In 2014, Inverness budgeted about $760,000 for police services and $1.4 million for fire services.
Brooksville, which has a population of about 600 more people, a higher amount of taxes levied and about $700,000 more in the general fund, expects to spend about $2.2 million on police services and about $1.5 million on fire services this year.
"Taxpayers are making greater demands for governmental services yet are more reluctant to pay additional taxes. ... For many public organizations, the solution to public demand for service delivery with limited funds, resources is privatization, or outsourcing," Norman-Vacha said.
But, Norman-Vacha said, there is little evidence to show consolidation leads to efficiency.
Norman-Vacha urged council members to consider numerous questions when thinking about outsourcing emergency services to the county, including the expectations of city residents, the potential loss of local control, change in staffing numbers and political climate.
Norman-Vacha said the city's approach to fire services is "readiness to serve," as opposed to the county's "demand for service approach."
City fire rates are calculated on a two-tiered system: $0.90 per $1,000 of improved property value and a flat rate of $71 per parcel.
Hernando County fire rates are based on property type, as well as base and fire assessment fees, and the county has different rates for residential and commercial properties. Churches and government properties are charged in the county, but not the city, Norman-Vacha said.
Norman-Vacha showed the council 11 real examples of city properties, and compared what they pay in city fire taxes versus what the county could charge. Two larger properties pay more under the current system, but all the other properties would pay more if the county took over the services.
The highest was Wal-Mart on Broad Street, Norman-Vacha said, which would pay nearly $12,000 more under the county's rates and taxes based on the existing formula.
Council members did not make any decisions on the future of fire and police services Tuesday, but instead planned to digest the figures and discuss them further at a May workshop.

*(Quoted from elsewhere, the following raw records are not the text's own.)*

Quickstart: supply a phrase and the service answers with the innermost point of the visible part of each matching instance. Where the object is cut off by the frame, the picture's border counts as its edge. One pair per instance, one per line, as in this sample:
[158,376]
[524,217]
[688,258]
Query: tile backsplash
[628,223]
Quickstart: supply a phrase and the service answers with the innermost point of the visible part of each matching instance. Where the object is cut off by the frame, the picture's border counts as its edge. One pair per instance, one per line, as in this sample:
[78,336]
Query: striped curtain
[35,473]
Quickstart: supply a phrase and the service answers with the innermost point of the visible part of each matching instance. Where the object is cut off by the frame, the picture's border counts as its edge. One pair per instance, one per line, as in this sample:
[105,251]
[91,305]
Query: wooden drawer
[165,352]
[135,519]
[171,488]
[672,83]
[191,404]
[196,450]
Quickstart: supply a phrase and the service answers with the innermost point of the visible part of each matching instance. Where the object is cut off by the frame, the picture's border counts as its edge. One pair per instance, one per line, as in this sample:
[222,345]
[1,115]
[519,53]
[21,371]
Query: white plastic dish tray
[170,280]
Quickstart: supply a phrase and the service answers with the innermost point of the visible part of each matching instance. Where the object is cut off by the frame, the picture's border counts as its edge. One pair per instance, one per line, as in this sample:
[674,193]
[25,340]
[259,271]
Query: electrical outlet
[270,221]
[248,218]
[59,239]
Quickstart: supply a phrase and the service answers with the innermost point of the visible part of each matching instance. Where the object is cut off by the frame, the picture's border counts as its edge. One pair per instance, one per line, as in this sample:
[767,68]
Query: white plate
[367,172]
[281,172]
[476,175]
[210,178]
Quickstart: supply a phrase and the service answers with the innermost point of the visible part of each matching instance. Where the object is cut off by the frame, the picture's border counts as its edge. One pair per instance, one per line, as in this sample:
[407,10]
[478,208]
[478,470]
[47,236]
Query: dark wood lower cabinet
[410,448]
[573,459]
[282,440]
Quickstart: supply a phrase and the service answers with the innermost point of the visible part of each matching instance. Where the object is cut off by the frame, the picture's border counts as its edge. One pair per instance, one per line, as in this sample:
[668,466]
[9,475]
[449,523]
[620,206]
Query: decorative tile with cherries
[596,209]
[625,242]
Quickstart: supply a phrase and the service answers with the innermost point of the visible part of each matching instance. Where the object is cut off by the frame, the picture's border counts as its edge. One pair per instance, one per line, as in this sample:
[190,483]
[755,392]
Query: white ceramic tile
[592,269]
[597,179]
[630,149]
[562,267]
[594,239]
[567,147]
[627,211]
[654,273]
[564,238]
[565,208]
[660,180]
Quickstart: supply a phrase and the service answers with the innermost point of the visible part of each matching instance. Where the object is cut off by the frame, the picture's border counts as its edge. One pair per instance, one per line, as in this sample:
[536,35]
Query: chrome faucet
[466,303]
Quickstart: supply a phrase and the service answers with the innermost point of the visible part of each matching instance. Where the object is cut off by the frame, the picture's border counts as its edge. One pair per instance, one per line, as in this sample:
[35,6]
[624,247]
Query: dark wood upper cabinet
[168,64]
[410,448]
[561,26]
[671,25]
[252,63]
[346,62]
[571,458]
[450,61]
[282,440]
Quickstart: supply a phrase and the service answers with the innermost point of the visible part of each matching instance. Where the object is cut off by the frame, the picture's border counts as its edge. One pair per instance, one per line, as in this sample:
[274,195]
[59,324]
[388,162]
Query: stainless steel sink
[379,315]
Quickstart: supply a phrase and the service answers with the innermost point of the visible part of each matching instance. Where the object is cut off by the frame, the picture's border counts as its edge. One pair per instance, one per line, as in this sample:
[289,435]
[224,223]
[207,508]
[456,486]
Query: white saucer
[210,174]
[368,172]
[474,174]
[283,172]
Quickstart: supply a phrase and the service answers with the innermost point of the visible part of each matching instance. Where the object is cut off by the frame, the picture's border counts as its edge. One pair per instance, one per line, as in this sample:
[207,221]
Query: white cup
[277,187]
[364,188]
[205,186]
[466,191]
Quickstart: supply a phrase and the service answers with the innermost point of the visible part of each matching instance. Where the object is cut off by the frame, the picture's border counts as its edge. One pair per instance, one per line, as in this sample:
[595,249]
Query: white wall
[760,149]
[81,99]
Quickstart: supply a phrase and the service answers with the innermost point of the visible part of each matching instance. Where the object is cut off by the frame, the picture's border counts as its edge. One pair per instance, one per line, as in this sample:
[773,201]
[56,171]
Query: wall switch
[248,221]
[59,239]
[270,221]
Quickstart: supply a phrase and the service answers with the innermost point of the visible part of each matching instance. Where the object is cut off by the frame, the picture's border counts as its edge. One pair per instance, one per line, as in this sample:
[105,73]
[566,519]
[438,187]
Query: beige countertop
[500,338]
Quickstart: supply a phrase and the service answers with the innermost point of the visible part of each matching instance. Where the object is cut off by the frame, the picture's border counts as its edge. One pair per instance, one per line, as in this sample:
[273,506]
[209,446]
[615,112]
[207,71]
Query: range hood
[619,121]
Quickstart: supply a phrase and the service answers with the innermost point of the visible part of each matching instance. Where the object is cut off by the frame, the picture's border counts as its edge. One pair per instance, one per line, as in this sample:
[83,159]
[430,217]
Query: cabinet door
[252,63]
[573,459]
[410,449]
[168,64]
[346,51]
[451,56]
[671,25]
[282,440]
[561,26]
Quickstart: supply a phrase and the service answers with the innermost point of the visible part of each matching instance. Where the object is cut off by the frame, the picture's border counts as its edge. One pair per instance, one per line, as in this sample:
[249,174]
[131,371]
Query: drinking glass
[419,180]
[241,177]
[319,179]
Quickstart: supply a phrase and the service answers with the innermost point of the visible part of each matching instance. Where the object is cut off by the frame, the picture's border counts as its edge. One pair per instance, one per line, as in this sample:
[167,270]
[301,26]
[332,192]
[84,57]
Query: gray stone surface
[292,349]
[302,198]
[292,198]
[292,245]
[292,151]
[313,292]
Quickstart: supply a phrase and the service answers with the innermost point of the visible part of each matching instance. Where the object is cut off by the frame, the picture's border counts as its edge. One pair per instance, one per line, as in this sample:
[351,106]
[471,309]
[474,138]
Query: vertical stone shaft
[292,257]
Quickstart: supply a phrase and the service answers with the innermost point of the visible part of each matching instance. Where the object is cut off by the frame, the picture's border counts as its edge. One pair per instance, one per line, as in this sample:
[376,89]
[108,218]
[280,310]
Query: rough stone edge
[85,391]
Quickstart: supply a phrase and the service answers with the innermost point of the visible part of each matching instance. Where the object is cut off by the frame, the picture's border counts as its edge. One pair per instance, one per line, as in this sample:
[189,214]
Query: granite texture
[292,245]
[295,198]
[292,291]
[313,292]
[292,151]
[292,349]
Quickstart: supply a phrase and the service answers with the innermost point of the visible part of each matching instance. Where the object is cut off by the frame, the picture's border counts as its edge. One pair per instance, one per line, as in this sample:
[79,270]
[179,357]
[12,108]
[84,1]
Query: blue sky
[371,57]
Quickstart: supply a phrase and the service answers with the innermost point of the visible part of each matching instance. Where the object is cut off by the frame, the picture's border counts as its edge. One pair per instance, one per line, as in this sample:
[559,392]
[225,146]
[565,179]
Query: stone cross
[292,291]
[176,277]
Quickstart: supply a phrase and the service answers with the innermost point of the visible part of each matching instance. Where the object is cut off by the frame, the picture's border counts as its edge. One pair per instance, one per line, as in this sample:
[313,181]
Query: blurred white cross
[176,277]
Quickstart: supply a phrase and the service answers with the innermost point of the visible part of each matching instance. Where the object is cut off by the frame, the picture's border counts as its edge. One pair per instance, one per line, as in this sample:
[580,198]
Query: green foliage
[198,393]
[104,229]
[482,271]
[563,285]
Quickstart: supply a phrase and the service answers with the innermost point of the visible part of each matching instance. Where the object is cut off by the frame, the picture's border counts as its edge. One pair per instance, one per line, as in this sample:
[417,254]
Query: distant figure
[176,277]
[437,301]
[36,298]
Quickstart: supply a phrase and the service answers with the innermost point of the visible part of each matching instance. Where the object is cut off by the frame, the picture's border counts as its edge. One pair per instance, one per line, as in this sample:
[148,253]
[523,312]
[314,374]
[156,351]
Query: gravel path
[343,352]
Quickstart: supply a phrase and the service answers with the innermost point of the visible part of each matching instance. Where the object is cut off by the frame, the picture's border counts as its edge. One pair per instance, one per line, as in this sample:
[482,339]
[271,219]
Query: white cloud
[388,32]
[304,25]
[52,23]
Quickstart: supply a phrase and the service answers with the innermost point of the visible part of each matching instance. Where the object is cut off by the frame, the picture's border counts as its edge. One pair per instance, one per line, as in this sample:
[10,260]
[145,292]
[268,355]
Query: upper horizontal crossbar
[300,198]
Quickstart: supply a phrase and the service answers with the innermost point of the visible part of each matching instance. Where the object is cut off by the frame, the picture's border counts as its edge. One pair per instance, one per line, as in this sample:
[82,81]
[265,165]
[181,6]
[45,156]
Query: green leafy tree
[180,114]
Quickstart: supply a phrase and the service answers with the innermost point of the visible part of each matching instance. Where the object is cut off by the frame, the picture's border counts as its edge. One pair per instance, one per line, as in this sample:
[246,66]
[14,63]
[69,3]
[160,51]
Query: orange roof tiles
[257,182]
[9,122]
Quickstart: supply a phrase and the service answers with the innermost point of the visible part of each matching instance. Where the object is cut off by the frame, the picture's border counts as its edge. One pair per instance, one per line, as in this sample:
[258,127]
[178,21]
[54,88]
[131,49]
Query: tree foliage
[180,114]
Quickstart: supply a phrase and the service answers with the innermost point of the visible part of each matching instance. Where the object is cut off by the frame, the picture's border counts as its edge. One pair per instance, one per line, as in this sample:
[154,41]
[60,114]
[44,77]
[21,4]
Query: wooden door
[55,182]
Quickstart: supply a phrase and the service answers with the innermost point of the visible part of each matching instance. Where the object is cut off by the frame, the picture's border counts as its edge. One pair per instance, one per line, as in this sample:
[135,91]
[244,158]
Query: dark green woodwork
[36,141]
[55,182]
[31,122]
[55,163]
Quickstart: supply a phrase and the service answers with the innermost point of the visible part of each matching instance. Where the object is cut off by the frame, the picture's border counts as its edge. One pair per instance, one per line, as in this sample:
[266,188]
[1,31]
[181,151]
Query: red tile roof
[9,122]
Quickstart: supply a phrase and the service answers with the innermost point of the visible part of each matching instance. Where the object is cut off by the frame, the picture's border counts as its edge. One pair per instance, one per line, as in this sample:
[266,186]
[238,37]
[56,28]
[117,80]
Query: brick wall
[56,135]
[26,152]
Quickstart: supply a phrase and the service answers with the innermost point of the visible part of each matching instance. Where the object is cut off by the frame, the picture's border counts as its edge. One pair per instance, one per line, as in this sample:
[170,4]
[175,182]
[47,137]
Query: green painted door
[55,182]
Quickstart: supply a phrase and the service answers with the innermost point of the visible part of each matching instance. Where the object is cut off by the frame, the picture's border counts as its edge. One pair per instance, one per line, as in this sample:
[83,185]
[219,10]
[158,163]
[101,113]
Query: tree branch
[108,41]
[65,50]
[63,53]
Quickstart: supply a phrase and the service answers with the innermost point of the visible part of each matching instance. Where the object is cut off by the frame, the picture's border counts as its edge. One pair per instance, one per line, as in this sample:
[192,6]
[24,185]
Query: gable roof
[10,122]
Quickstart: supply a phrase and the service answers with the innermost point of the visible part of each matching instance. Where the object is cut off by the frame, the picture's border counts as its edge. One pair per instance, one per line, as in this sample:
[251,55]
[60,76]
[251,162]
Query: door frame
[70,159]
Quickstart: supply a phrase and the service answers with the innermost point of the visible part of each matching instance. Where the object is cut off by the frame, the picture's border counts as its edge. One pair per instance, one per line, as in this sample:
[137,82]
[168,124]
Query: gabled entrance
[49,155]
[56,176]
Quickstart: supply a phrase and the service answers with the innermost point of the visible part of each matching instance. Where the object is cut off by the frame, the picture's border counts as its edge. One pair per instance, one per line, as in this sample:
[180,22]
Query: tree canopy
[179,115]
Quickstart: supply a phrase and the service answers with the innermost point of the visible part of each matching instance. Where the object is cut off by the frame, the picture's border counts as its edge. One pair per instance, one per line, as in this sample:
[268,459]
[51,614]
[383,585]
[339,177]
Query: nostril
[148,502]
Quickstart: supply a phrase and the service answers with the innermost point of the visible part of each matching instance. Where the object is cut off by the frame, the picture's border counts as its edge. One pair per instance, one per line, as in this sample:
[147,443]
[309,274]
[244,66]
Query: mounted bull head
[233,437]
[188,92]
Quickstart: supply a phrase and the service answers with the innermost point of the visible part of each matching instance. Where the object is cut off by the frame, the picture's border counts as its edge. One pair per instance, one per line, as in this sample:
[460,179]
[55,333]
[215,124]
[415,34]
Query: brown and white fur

Vice Mayor Frankie Burnett said he "constantly hears" residents say they want to keep the city fire and police departments.
Mayor Kevin Hohn, who said during budget talks last summer he didn't think the city could afford a fire department, maintained his position in the meeting.
"There's nobody in the city that wouldn't want our own fire department, our own police department, and if they said they'd rather not have them, I think they're kidding themselves," he said. "Everybody wants to have their own toys, their own bedroom, their own house, cars, sometimes you can't afford those things."